Brexit: Central bank comes to the rescue – Goldman Sachs

Research Team at Goldman Sachs, had expected the BoE to stand behind markets and to maintain market functioning and Mr Carney's statement on Friday focused on that message.

Key Quotes

“Our view was that Governor Carney would activate swap lines agreed with other major central banks, including the Fed and ECB. In his statement, Governor Carney indicated that the BoE can provide substantial liquidity in foreign currency "if needed". These announcements are intended to mitigate foreign exchange volatility and support bank funding, including foreign currency funding. Many of these facilities were put in place in response to earlier market tensions.

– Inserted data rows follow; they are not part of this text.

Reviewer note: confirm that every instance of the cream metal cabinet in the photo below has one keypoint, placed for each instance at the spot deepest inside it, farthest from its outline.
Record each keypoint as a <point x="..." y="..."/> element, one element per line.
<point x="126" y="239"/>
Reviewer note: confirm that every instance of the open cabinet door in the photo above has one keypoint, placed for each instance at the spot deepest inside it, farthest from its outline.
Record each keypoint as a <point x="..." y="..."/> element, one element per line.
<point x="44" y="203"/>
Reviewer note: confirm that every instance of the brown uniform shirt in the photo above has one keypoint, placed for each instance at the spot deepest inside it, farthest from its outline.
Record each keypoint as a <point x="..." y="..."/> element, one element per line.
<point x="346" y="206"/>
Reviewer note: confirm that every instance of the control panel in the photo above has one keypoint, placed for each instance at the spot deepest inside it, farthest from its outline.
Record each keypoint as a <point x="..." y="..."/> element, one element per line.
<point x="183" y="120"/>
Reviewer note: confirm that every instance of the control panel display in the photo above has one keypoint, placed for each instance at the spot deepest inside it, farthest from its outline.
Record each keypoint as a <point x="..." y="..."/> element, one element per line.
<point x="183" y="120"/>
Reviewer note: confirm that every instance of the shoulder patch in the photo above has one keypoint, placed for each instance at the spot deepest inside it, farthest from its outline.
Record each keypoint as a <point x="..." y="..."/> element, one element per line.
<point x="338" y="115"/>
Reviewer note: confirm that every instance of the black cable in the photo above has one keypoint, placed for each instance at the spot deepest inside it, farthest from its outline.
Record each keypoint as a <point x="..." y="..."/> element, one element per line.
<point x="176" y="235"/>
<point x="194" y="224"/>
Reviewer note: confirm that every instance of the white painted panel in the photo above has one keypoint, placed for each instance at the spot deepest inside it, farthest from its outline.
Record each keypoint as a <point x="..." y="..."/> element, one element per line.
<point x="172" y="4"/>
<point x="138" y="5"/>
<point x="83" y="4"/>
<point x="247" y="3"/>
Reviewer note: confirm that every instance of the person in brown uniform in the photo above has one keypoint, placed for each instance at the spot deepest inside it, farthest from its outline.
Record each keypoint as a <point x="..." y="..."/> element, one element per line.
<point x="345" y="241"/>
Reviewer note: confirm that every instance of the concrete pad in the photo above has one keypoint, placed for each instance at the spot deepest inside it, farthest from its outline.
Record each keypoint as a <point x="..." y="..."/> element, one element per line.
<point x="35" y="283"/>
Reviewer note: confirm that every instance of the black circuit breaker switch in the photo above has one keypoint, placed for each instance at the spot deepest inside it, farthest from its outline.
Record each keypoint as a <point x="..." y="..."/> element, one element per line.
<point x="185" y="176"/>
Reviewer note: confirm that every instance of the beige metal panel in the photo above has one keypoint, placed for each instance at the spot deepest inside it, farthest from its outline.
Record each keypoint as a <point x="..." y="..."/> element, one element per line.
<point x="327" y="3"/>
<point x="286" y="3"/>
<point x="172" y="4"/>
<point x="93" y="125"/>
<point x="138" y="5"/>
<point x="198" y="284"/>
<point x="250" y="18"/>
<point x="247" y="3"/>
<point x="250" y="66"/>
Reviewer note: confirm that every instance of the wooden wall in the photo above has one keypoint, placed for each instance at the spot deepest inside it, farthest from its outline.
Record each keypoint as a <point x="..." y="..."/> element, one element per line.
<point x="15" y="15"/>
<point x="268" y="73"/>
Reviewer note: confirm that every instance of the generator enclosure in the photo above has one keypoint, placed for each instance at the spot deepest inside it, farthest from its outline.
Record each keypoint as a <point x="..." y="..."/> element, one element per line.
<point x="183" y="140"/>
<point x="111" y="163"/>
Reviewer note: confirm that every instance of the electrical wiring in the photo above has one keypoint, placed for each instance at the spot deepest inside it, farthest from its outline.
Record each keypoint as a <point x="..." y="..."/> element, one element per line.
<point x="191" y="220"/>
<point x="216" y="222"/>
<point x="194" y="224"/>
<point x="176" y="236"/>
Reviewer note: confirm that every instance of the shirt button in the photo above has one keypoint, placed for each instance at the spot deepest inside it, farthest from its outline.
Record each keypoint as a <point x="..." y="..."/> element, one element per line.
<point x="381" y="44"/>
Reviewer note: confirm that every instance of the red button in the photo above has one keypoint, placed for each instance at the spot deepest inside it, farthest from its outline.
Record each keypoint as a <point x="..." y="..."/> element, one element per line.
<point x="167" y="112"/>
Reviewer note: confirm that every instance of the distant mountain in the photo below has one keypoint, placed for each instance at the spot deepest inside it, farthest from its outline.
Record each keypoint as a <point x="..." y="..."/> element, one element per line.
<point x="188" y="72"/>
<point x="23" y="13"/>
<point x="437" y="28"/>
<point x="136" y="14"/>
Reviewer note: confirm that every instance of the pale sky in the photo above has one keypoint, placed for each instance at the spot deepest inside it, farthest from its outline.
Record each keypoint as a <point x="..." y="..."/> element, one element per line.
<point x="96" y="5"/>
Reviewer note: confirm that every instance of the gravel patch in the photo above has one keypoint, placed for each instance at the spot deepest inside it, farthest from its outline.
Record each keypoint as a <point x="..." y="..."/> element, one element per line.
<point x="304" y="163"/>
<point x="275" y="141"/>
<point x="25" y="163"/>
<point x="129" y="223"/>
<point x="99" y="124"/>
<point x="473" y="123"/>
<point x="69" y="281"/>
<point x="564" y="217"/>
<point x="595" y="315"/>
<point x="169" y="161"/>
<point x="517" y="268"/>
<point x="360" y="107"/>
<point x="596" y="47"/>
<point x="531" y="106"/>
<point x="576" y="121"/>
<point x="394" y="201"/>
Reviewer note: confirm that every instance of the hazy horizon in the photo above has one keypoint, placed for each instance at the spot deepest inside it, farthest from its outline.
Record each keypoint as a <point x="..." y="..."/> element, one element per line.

We expect further policy easing to be announced by the BoE at its July 14 MPC meeting, focused on credit easing measures. We expect a programme of asset purchases to be announced focused on (non-bank) corporate debt. Should bank funding costs rise, as seems quite likely, we would also expect the BoE and HM Treasury to announce an extension of the Funding for Lending Scheme. Such policies support domestic demand in the event of a loss of domestic confidence and yet do not contribute to a more severe weakening in Sterling.

We expect a 25bp cut in the Bank's policy interest rate at (or before) the August MPC meeting. A cut in Bank rate alongside the August Inflation Report would communicate a policy of ‘looking through’ a period of above-target inflation owing to a sharp weakening in Sterling. This is likely to imply extending the MPC’s policy horizon for returning inflation to target to “around 3 years”.